Compte tenu des démarches judiciaires qu’a dû accomplir Madame [B] [T] épouse [Z], Madame [Y] [O] veuve [A] sera condamnée à lui verser la somme de 200 euros au titre de l’article 700 du code de procédure civile.
Sur l’exécution provisoire
Conformément à l’article 514 du code de procédure civile, les décisions de première instance sont de droit exécutoires à titre provisoire à moins que la loi ou la décision rendue n’en dispose autrement.
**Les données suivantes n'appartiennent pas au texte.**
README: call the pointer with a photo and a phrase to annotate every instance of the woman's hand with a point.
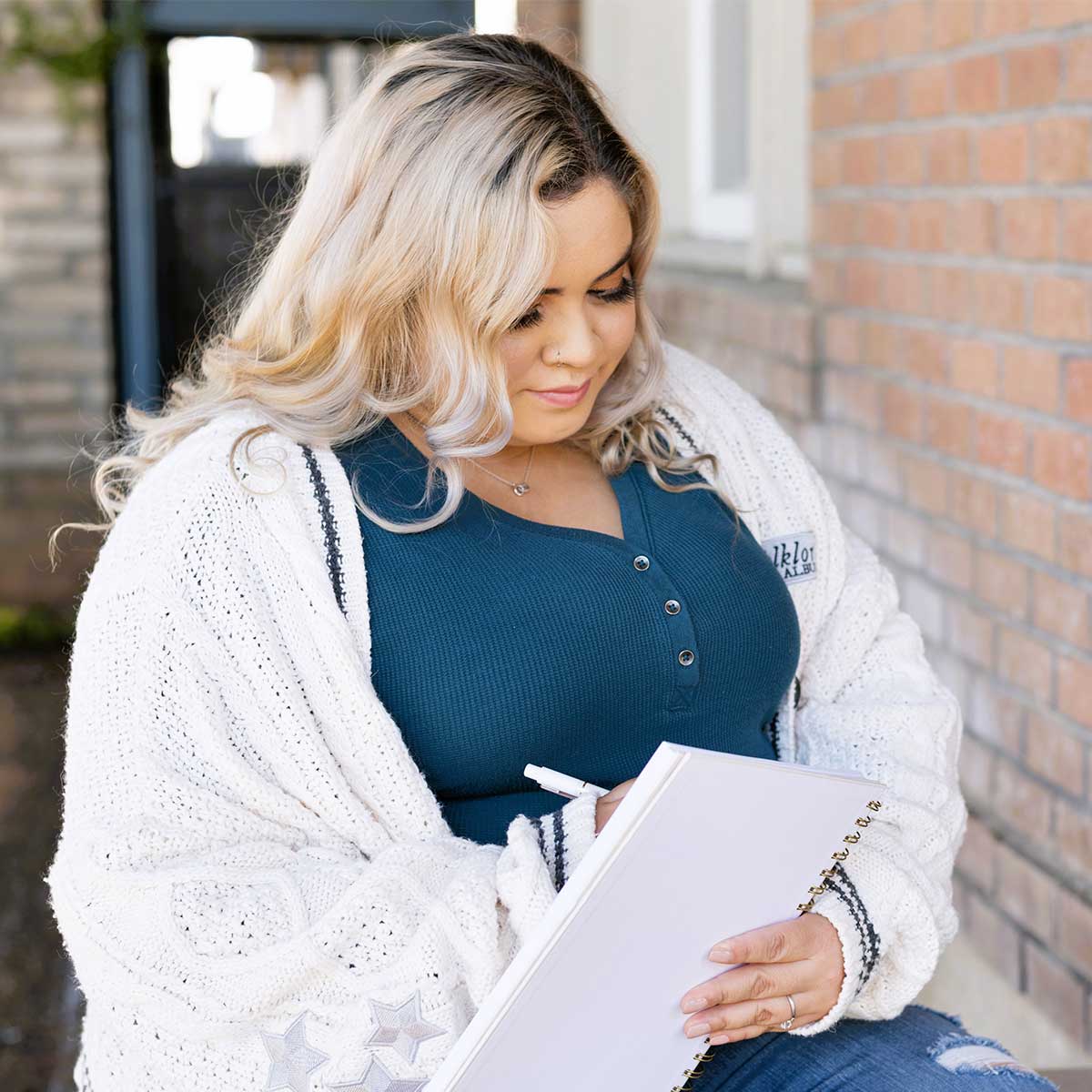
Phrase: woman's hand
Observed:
(606, 805)
(802, 956)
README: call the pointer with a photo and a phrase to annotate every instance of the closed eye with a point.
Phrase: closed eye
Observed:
(623, 294)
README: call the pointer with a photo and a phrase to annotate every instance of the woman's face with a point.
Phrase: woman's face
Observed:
(585, 319)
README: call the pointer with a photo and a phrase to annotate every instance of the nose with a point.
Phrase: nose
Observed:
(579, 350)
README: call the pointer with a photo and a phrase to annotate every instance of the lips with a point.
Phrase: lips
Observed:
(565, 396)
(563, 390)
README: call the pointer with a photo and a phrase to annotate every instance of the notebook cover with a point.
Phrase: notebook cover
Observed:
(704, 845)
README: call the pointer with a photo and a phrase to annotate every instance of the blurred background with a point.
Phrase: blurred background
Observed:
(877, 217)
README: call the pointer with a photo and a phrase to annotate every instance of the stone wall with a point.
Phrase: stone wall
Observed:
(56, 359)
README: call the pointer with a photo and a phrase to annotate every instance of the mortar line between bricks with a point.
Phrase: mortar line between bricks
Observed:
(931, 325)
(1080, 732)
(999, 45)
(1005, 833)
(1046, 419)
(934, 259)
(975, 123)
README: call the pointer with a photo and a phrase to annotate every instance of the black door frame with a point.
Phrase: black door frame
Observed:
(129, 134)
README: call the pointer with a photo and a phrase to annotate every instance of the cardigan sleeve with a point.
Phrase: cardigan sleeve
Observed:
(872, 703)
(195, 882)
(893, 720)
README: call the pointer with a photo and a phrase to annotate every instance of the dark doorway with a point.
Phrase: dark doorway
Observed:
(211, 125)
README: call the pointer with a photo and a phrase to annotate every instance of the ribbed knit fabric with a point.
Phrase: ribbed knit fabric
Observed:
(254, 879)
(498, 640)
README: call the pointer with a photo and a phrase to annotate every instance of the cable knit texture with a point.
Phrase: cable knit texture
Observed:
(256, 884)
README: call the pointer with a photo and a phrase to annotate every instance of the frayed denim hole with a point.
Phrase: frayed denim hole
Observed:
(976, 1054)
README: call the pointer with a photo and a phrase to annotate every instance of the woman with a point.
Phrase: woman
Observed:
(298, 845)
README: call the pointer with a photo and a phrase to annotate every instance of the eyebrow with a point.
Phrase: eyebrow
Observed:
(618, 265)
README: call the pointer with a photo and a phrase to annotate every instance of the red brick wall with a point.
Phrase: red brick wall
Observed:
(953, 277)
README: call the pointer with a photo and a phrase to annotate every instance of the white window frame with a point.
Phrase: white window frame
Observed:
(762, 227)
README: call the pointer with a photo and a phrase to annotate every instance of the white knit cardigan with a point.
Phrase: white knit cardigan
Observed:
(255, 882)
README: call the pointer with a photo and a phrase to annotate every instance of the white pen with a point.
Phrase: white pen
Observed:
(561, 784)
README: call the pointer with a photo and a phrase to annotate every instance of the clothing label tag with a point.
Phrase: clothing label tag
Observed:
(794, 555)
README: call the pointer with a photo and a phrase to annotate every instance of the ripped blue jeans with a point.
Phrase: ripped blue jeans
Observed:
(921, 1049)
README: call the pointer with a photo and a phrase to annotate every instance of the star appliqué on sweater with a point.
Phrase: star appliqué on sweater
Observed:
(402, 1026)
(378, 1078)
(293, 1058)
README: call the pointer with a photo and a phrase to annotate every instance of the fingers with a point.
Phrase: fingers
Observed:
(749, 982)
(765, 1015)
(770, 944)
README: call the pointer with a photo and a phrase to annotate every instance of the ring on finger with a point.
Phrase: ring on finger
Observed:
(785, 1025)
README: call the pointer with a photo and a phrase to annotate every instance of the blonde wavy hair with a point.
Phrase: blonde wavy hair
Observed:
(416, 238)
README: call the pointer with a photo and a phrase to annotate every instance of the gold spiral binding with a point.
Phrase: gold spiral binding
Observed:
(814, 890)
(827, 874)
(694, 1071)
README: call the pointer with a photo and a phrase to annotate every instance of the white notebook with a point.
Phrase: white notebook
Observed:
(703, 846)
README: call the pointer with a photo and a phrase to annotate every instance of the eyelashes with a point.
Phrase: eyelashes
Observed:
(623, 294)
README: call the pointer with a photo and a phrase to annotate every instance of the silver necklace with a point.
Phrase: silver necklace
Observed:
(518, 487)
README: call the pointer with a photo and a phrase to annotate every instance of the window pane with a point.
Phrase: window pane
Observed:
(730, 65)
(263, 103)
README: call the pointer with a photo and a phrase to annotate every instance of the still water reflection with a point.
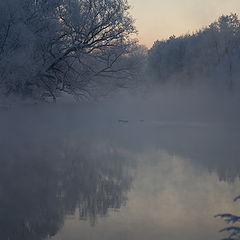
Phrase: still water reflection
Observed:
(121, 181)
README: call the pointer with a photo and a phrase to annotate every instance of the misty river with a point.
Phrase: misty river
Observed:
(107, 175)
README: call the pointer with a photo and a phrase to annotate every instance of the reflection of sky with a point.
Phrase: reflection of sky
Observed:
(171, 198)
(157, 19)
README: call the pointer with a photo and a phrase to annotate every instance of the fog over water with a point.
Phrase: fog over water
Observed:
(133, 166)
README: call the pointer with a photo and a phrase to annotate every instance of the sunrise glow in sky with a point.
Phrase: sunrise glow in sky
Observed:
(159, 19)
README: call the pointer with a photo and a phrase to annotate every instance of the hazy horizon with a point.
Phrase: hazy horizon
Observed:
(157, 20)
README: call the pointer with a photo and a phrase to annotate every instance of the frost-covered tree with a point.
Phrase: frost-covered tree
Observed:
(71, 46)
(234, 230)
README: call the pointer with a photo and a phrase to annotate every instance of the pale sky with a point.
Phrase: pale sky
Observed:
(159, 19)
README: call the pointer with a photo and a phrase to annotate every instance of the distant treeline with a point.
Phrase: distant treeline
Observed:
(211, 54)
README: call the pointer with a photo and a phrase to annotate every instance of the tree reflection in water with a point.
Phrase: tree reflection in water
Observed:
(41, 184)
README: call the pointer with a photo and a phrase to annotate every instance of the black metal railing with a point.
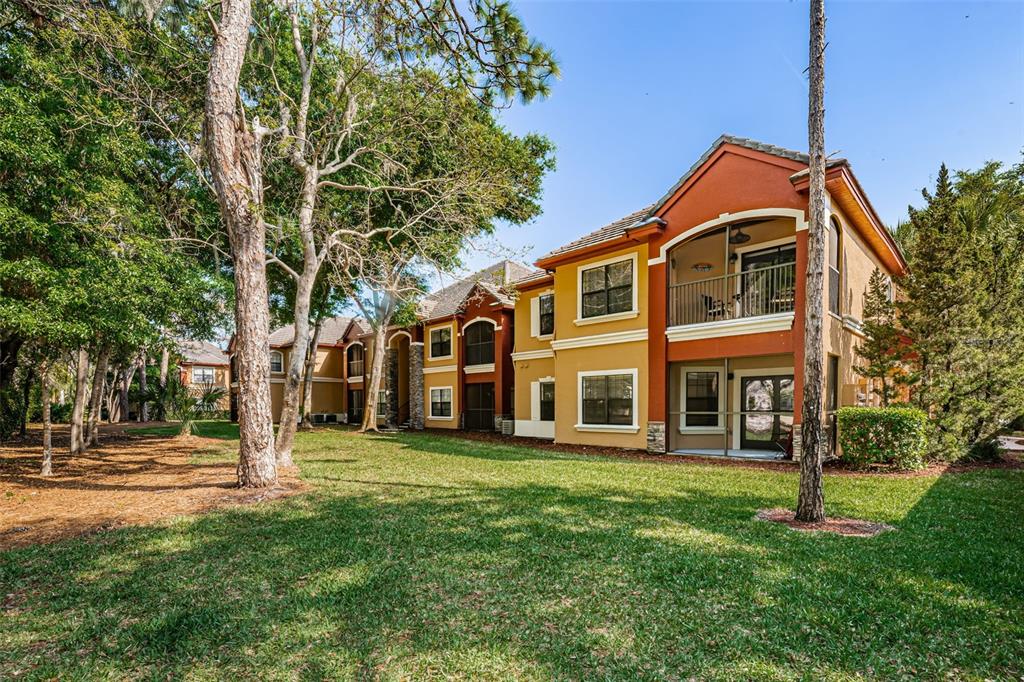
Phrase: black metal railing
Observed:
(762, 292)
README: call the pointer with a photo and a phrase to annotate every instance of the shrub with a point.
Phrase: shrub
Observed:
(897, 436)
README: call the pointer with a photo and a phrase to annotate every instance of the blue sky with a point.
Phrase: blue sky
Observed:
(647, 86)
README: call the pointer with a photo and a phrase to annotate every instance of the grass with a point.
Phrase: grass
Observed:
(421, 556)
(208, 428)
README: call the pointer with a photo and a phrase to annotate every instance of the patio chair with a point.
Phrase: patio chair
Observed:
(714, 309)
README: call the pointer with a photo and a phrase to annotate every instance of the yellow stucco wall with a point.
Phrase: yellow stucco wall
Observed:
(527, 372)
(446, 379)
(428, 360)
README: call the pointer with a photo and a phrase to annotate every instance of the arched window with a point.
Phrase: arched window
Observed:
(835, 260)
(355, 360)
(276, 361)
(479, 343)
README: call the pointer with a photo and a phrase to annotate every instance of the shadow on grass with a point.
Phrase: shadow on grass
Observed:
(401, 579)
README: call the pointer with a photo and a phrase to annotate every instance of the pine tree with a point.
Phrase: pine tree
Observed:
(963, 308)
(881, 348)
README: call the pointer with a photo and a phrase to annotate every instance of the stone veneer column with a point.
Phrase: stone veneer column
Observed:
(416, 385)
(655, 437)
(392, 387)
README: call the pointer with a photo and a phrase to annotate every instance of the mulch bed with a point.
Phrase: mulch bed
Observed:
(127, 480)
(842, 526)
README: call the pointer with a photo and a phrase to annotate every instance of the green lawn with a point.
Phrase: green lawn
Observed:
(421, 556)
(209, 428)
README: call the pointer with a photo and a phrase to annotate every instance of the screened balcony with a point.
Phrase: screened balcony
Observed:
(739, 271)
(765, 291)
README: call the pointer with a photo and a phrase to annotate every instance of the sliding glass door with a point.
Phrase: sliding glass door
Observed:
(766, 417)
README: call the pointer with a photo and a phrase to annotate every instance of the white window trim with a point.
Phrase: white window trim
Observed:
(205, 383)
(723, 388)
(535, 397)
(535, 314)
(760, 246)
(478, 318)
(397, 335)
(609, 428)
(430, 341)
(430, 402)
(282, 356)
(737, 375)
(626, 314)
(350, 378)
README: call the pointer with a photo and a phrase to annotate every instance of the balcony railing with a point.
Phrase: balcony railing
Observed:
(765, 291)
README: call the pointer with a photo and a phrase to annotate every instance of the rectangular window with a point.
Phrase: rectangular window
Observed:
(608, 399)
(440, 402)
(547, 314)
(203, 375)
(835, 259)
(607, 289)
(547, 401)
(440, 342)
(701, 395)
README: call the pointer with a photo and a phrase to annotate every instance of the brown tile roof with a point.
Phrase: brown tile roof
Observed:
(495, 280)
(610, 231)
(201, 352)
(617, 228)
(334, 329)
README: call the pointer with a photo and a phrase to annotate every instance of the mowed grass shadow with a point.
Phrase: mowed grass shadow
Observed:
(413, 561)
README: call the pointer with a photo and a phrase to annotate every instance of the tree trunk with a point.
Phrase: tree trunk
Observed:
(9, 348)
(300, 343)
(143, 405)
(47, 468)
(78, 411)
(95, 401)
(126, 375)
(307, 381)
(810, 503)
(26, 396)
(236, 168)
(165, 361)
(376, 375)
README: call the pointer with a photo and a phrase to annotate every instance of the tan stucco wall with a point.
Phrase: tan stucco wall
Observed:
(450, 379)
(523, 320)
(610, 357)
(858, 261)
(527, 372)
(327, 396)
(737, 367)
(566, 297)
(427, 359)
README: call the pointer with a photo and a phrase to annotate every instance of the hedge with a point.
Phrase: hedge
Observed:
(884, 435)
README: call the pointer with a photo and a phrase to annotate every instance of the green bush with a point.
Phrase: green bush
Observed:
(897, 436)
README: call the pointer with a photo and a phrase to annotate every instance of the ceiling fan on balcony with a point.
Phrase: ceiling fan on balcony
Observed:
(736, 233)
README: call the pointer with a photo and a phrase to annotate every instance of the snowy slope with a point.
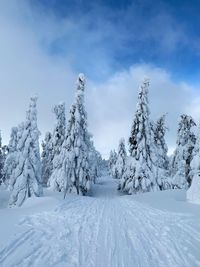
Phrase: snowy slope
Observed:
(106, 229)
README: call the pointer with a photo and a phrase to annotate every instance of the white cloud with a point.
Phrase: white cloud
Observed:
(112, 104)
(26, 69)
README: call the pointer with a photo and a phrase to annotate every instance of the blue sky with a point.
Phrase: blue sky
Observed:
(121, 33)
(44, 44)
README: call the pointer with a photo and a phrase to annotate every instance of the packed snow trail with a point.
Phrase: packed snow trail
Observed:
(104, 230)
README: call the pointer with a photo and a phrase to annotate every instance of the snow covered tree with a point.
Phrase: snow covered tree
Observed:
(11, 159)
(111, 162)
(183, 154)
(3, 151)
(193, 193)
(142, 178)
(95, 161)
(47, 158)
(59, 130)
(77, 166)
(57, 140)
(160, 158)
(119, 166)
(26, 181)
(72, 174)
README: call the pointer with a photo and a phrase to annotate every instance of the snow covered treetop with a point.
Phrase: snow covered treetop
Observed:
(145, 82)
(81, 82)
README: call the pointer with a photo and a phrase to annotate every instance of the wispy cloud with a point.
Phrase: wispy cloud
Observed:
(42, 53)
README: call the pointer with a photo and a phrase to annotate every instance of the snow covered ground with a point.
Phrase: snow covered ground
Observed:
(106, 229)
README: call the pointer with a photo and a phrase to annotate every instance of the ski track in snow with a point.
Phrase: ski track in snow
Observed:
(106, 230)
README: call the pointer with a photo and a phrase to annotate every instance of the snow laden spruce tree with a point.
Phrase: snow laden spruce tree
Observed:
(77, 164)
(25, 181)
(183, 154)
(120, 164)
(11, 159)
(193, 193)
(139, 175)
(161, 160)
(111, 162)
(47, 158)
(72, 174)
(56, 142)
(3, 151)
En l’espèce, compte tenu de la nature du litige et en l’absence de dispositions légales contraires, l’exécution provisoire est de droit
PAR CES MOTIFS
Le juge des contentieux de la protection, statuant publiquement, par mise à disposition au greffe, par jugement réputé contradictoire et en premier ressort,
DECLARE l’action recevable ;
CONSTATE que les conditions d’acquisition de la clause résolutoire figurant au bail conclu le 16 décembre 2013, prenant effet le 1er janvier 2014, entre Madame [B] [T] épouse [Z], d’une part, et Madame [Y] [O] veuve [A], d’autre part, concernant le logement situé 24 Rue Jules Ferry à MARCOING (59159) sont réunies au 29 juin 2025 ;
ORDONNE en conséquence à Madame [Y] [O] veuve [A] de libérer les lieux et de restituer les clés dans le délai de quinze jours à compter de la signification du présent jugement ;
DIT qu’à défaut pour Madame [Y] [O] veuve [A] d’avoir volontairement libéré les lieux et restitué les clés, Madame [B] [T] épouse [Z] pourra, deux mois après la signification d’un commandement de quitter les lieux, faire procéder à son expulsion ainsi qu’à celle de tous occupants de son chef, y compris le cas échéant avec le concours d’un serrurier et de la force publique ;
DIT que le sort des meubles sera régi conformément aux dispositions des articles L.433-1 et L.433-2 du code des procédures civiles d’exécution ;
CONDAMNE Madame [Y] [O] veuve [A] à verser à Madame [B] [T] épouse [Z] la somme de 5 494,89 euros (décompte arrêté au 23 octobre 2025, terme du mois d’octobre inclus), avec les intérêts au taux légal sur la somme de 2 055 euros à compter du 28 avril 2025 et à compter du présent jugement pour le surplus ;
CONDAMNE Madame [Y] [O] veuve [A] à verser à Madame [B] [T] épouse [Z] une indemnité mensuelle d’occupation d’un montant équivalent à celui du loyer et des charges, tel qu’il aurait été dû si le contrat s’était poursuivi à compter du terme du mois de novembre 2025 et jusqu’à la date de la libération effective et définitive des lieux, caractérisée par la restitution des clés ;
CONDAMNE Madame [Y] [O] veuve [A] à verser à Madame [B] [T] épouse [Z] une somme de 200 euros au titre de l’article 700 du code de procédure civile ;
CONDAMNE Madame [Y] [O] veuve [A] aux entiers dépens de la présente instance qui comprendront notamment le coût du commandement de payer, de l’assignation et de sa notification à la préfecture, ainsi qu’aux frais d’exécution rendus nécessaires au sens de l’article L.111-8 du code des procédures civiles d’exécution ;
DEBOUTE les parties du surplus de leurs prétentions ;
RAPPELLE l’exécution provisoire est de droit.